Como en una escena surrealista, vemos de espaldas a un hombre -un "mensajero", escribe Marcos (1,1-8)- enviado para anunciar una presencia que se acerca. Es como si su figura de espaldas estuviera impresa en un espejo: nos hace pensar en las "pinturas espejo" de Miguel Ángel Pistoletto. Al mirar su nuca, vemos nuestros rasgos, nuestros movimientos. El mensajero prepara el camino a los que vendrán en una historia que nos implica, en la que estamos dentro. Vemos más allá de él caminos que se deshacen y se enderezan en sus giros, que se redibujan. Son los nuestros.
¿Quién es este mensajero? Marcos nos presenta a Juan. Éste es su nombre. De repente vemos su figura de frente, ya no de espaldas. Y lo vemos en acción: bautiza en el desierto, proclamando la conversión y el perdón de los pecados. Sumerge a la gente en el agua del Jordán y la levanta con un gesto de gran fuerza simbólica. Como un zoom, el objetivo de Marcos nos acerca a esta figura misteriosa. Ahora nos aparece bien definido: está vestido con pelo de camello y lleva un cinturón de cuero alrededor de las caderas.
Es un hombre que no tiene nada de civilizado, nada de burgués, diríamos. No tiene nada que ver con el hieratismo de un ministro de culto o de un hombre sagrado. Es tan primitivo como su ropa. Le vemos comer: se alimenta de saltamontes y miel silvestre. No tiene ante sí alimentos suculentos ni bebidas embriagadoras. Su sobriedad es total, salvaje. Tiene el hedor del solitario que repele a la sociedad civilizada.
Pero su soledad y su absoluta originalidad contrastan con el panorama que se abre ante él: se ve a gentes sin número de toda la región de Judea que acuden en tropel en su dirección, y a todos los habitantes de Jerusalén. Una oleada de gente atraviesa el desierto en dirección al río. Él no las mira, no las ve venir, sino que realiza sus gestos repetitivos de inmersión en el agua del río Jordán: una persona cada vez. La multitud llega atraída por este hombre singular.

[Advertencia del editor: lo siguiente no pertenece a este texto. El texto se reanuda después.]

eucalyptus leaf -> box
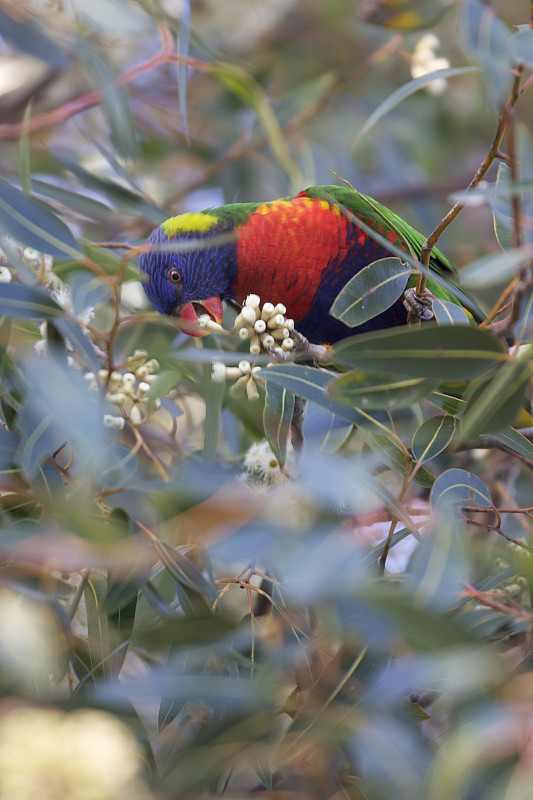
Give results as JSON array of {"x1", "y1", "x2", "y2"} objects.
[
  {"x1": 329, "y1": 370, "x2": 436, "y2": 410},
  {"x1": 430, "y1": 468, "x2": 492, "y2": 510},
  {"x1": 263, "y1": 381, "x2": 295, "y2": 469},
  {"x1": 334, "y1": 325, "x2": 505, "y2": 379},
  {"x1": 432, "y1": 298, "x2": 471, "y2": 325},
  {"x1": 330, "y1": 257, "x2": 410, "y2": 327},
  {"x1": 412, "y1": 415, "x2": 455, "y2": 463}
]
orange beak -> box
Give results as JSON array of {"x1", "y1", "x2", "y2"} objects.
[{"x1": 176, "y1": 297, "x2": 224, "y2": 337}]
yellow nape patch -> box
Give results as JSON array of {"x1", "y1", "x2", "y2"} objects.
[{"x1": 160, "y1": 212, "x2": 218, "y2": 236}]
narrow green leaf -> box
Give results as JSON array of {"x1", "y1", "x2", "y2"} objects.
[
  {"x1": 134, "y1": 615, "x2": 237, "y2": 649},
  {"x1": 430, "y1": 468, "x2": 492, "y2": 510},
  {"x1": 329, "y1": 369, "x2": 436, "y2": 410},
  {"x1": 334, "y1": 325, "x2": 506, "y2": 380},
  {"x1": 18, "y1": 102, "x2": 33, "y2": 195},
  {"x1": 492, "y1": 427, "x2": 533, "y2": 463},
  {"x1": 512, "y1": 29, "x2": 533, "y2": 68},
  {"x1": 352, "y1": 67, "x2": 478, "y2": 147},
  {"x1": 330, "y1": 257, "x2": 410, "y2": 326},
  {"x1": 263, "y1": 382, "x2": 295, "y2": 469},
  {"x1": 412, "y1": 415, "x2": 455, "y2": 463}
]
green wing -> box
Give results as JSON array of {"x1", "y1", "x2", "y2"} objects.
[{"x1": 305, "y1": 184, "x2": 483, "y2": 321}]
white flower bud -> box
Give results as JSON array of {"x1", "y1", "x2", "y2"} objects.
[
  {"x1": 273, "y1": 303, "x2": 286, "y2": 316},
  {"x1": 238, "y1": 327, "x2": 250, "y2": 340},
  {"x1": 229, "y1": 374, "x2": 249, "y2": 397},
  {"x1": 145, "y1": 359, "x2": 160, "y2": 373},
  {"x1": 137, "y1": 381, "x2": 151, "y2": 396},
  {"x1": 246, "y1": 376, "x2": 260, "y2": 402},
  {"x1": 282, "y1": 338, "x2": 295, "y2": 351},
  {"x1": 267, "y1": 314, "x2": 286, "y2": 329},
  {"x1": 0, "y1": 267, "x2": 12, "y2": 283},
  {"x1": 261, "y1": 333, "x2": 275, "y2": 348},
  {"x1": 261, "y1": 302, "x2": 275, "y2": 320},
  {"x1": 98, "y1": 369, "x2": 109, "y2": 381},
  {"x1": 285, "y1": 318, "x2": 295, "y2": 330},
  {"x1": 153, "y1": 398, "x2": 161, "y2": 410},
  {"x1": 240, "y1": 306, "x2": 257, "y2": 325},
  {"x1": 122, "y1": 372, "x2": 136, "y2": 384},
  {"x1": 84, "y1": 372, "x2": 95, "y2": 382},
  {"x1": 129, "y1": 405, "x2": 143, "y2": 426},
  {"x1": 250, "y1": 334, "x2": 261, "y2": 355},
  {"x1": 226, "y1": 366, "x2": 244, "y2": 379},
  {"x1": 254, "y1": 319, "x2": 266, "y2": 333},
  {"x1": 135, "y1": 365, "x2": 150, "y2": 379},
  {"x1": 107, "y1": 392, "x2": 127, "y2": 405},
  {"x1": 272, "y1": 327, "x2": 290, "y2": 340},
  {"x1": 103, "y1": 414, "x2": 125, "y2": 429},
  {"x1": 245, "y1": 294, "x2": 260, "y2": 308},
  {"x1": 238, "y1": 360, "x2": 251, "y2": 374},
  {"x1": 211, "y1": 361, "x2": 227, "y2": 382}
]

Y su voz se oye en toda la región, gritando: "El que es más fuerte que yo, viene detrás de mí". Juan se vuelca en su acto de inmersión, pero no llama la atención sobre sí mismo y se considera débil en comparación con el fuerte que está por llegar. Mientras realiza su gesto se refiere a otro, a uno que viene después, mucho más importante que él: 'No soy digno de rebajarme a desatar los cordones de sus sandalias', dice. Porque este hombre tiene los cordones atados como se atan los zapatos para caminar. Es un hombre que camina, por tanto, que viene, que llega. No sabemos quién es, nada se nos dice de él, pero ahora aprendemos que este bautismo en agua es sólo un prólogo. Y Juan es una introducción.
Nuestra vida es una preparación. No siempre está claro quién y qué vendrá a nuestras vidas, no vemos nuestra salvación a la cara, y no entendemos quién y qué llenará nuestras expectativas. Pero debemos prestar atención si oímos una voz que clama en nuestro desierto y nos pide que mantengamos vigilante nuestra espera.